Grimmel returned with his dragons to the empty cage, greeted by the six pairs of Berkian footprints drenched in pre-dawn dew. The four dragons who carried the airship set it down and rested gargoyle-like on their stands, peering down as Grimmel stalked out into the grass, flanked by Darling and one of the others. Their surroundings were soft dark greys and lavenders under the moon, and his dragons and the airship stood out like a sore thumb. Even Grimmel's own figure stood out.
He grabbed a handle on Darling's injection collar and yanked her towards an easily-defined Night-Fury footprint. She sniffed at it and then raised her head, tracing the scent into the sky where Toothless and the Light Fury had disappeared to. Not far enough away, not long enough gone to fool her, though.
She huffed impatiently and scraped her claws into the ground to let her master know she had them. The other, older Deathgrippers called down to her as he shook her head with strength she could have fought back against if things had been different and went to climb onto her standing side-saddle, attached to her collar on the side. Balanced on the other side of the collar was a pack full of supplies—weapons included. The other Deathgripper who hadn't been carrying the airship had also been packed with smaller traps and restraint straps. Grimmel commanded the two of them up, and she pushed into the sky, eager to chase her new prey. But first, they circled around so that Grimmel could unchain the rest of the pack's collars from the airship.
"We'll leave the airship here, Darling. We ought to be fast, after all."
The rest of the Deathgrippers launched themselves from the airship at Grimmel's whistle and followed Darling as they chased Toothless's scent.
Darling was not as far gone as the other Deathgrippers. Their years and years of constant sedation and poison and abuse had made her pack numb and dull. They panicked easily at any difference in the amount of drug they were given. They expended effort and strength as if they were unlimited resources, as if they were invulnerable, for no reason. As if all tasks were to be done at any cost. They exhausted themselves far more easily than they should have. They depended on Grimmel for orders and food and stimulation.
She had, in fact, watched one of them decline into this state.
She hadn't always been Grimmel's favorite, had certainly not always been the highest-ranking Deathgripper of the pack. It was not she who had headed the pack against the Night Furies; she had been new, freshly captured and dosed with just enough to keep her dependent. The old favorite had been the male to be released from his tranquilizers and who had bolted back on Berk. He'd once been powerful, energetic, and precise, capable of foresight, and an excellent tracker. But as she had grown, the older male had made more and more mistakes, adapted to his dosage and acted out against their master.
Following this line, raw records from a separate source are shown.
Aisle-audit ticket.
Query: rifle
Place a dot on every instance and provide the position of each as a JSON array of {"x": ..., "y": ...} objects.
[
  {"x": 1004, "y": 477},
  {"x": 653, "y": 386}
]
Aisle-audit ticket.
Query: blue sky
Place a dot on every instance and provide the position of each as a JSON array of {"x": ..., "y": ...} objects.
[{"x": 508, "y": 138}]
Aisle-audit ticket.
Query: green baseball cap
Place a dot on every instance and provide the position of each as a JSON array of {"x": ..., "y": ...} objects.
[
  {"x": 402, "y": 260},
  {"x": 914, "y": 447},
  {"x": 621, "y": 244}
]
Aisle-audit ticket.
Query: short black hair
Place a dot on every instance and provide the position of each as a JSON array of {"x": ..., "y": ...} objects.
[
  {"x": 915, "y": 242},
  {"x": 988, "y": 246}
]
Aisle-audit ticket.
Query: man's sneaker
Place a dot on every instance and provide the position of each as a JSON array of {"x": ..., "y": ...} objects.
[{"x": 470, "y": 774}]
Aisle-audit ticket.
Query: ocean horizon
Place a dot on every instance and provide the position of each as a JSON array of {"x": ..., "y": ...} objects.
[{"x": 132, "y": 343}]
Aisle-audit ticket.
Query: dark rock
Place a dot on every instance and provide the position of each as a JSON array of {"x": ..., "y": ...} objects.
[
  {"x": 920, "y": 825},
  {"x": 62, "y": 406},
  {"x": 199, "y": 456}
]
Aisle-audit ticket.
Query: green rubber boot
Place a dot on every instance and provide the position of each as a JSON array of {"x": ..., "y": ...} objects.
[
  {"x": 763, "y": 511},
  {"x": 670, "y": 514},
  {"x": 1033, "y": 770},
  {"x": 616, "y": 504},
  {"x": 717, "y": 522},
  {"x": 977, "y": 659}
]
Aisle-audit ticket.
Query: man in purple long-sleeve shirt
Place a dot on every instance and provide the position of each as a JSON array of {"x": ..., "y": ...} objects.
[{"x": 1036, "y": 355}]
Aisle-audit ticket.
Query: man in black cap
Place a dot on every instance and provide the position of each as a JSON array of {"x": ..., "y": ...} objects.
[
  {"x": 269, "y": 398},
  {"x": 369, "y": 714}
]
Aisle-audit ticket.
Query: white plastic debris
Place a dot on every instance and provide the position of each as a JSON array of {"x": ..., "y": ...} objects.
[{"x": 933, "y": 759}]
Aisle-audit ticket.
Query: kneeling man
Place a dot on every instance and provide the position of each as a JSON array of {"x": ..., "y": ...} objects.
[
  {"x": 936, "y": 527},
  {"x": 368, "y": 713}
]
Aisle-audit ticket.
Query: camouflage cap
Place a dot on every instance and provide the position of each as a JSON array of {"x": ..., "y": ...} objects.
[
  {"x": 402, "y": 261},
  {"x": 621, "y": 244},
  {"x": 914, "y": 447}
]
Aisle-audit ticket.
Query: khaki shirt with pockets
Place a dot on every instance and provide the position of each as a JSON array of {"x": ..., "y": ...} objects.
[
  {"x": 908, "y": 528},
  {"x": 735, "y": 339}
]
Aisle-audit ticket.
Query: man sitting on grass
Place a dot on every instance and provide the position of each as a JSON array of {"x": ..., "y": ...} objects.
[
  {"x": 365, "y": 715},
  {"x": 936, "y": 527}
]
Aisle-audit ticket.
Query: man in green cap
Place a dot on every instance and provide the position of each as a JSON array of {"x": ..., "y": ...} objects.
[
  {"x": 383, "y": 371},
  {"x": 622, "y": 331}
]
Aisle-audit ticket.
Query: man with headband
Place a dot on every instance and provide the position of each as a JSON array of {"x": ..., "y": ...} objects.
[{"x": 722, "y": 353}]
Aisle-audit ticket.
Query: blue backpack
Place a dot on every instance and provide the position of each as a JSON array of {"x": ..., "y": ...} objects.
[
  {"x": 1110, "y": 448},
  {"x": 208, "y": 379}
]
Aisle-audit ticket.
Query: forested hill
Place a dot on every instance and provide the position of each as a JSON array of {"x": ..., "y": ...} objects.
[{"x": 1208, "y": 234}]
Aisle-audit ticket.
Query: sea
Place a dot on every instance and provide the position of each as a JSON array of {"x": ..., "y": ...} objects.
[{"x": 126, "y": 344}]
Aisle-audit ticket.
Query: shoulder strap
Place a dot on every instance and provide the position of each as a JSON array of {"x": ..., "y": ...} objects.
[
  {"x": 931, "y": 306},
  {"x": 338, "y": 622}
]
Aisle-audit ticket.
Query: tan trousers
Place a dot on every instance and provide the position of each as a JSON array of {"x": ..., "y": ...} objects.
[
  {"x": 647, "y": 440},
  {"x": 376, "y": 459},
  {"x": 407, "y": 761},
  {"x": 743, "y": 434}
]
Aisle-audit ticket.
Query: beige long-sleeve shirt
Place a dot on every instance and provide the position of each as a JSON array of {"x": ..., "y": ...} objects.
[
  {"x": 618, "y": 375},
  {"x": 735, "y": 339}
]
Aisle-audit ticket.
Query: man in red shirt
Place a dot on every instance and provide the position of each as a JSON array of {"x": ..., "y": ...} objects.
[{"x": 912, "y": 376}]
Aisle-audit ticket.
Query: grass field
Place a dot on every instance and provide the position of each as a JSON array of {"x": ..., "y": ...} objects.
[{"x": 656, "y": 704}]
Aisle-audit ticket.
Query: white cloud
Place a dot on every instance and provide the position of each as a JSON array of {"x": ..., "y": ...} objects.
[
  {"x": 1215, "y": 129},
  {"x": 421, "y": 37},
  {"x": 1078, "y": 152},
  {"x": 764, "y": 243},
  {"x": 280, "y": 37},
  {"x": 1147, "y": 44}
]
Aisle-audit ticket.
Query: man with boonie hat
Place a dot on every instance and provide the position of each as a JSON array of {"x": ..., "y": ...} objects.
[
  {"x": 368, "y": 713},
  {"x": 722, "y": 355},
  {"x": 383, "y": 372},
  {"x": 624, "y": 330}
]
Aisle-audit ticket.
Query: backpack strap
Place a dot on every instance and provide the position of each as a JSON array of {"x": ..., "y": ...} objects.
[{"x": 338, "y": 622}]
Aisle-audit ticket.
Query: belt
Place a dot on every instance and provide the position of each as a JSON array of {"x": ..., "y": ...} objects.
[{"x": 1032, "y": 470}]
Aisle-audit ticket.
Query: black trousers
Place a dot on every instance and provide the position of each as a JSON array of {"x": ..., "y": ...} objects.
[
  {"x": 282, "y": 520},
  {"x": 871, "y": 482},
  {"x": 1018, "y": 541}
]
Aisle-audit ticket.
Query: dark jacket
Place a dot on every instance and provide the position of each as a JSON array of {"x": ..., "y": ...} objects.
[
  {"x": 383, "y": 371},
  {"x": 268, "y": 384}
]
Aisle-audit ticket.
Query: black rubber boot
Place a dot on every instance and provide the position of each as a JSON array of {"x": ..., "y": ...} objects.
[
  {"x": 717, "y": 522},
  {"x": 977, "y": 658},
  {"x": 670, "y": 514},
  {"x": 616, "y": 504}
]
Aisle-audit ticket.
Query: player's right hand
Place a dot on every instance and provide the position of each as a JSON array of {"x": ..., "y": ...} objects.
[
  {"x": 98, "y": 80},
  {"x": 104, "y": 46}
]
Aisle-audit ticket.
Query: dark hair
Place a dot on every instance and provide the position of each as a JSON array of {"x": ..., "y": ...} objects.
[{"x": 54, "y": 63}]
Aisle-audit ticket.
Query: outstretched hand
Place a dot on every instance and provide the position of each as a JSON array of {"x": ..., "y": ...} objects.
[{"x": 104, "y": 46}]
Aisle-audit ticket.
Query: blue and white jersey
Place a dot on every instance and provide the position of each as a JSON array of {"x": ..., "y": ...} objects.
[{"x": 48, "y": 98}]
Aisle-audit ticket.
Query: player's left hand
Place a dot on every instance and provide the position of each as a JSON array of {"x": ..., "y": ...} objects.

His dosage had been increased time, and time again. And now he followed behind her, a shell of what he would have been if he had remained free.
Darling disdained him.
A real dragon would never have been brought down to that level. A real dragon would have fought to stay the favorite. And every day she proved herself to her human master, not quite aware of her own decline. Not quite aware the toll their own poison had on them. Grimmel had to replace one of his Deathgrippers every several years because the drug took their strength, and once they were useless enough, he would put them down rather than release them.
Darling was lucid enough to know something was wrong. Something in her hadn't given up yet, although this thing was not strong enough anymore to fight back as hard as it had used to. Most days its presence was quiet and she could be distracted from it by Grimmel's whistles and clicks and commands and exercises. But some days it would act up and she would grow quiet, waiting to see whether it would win out against her own venom.
It hadn't yet. But the instinct was pacing in her chest, waiting for an opportunity.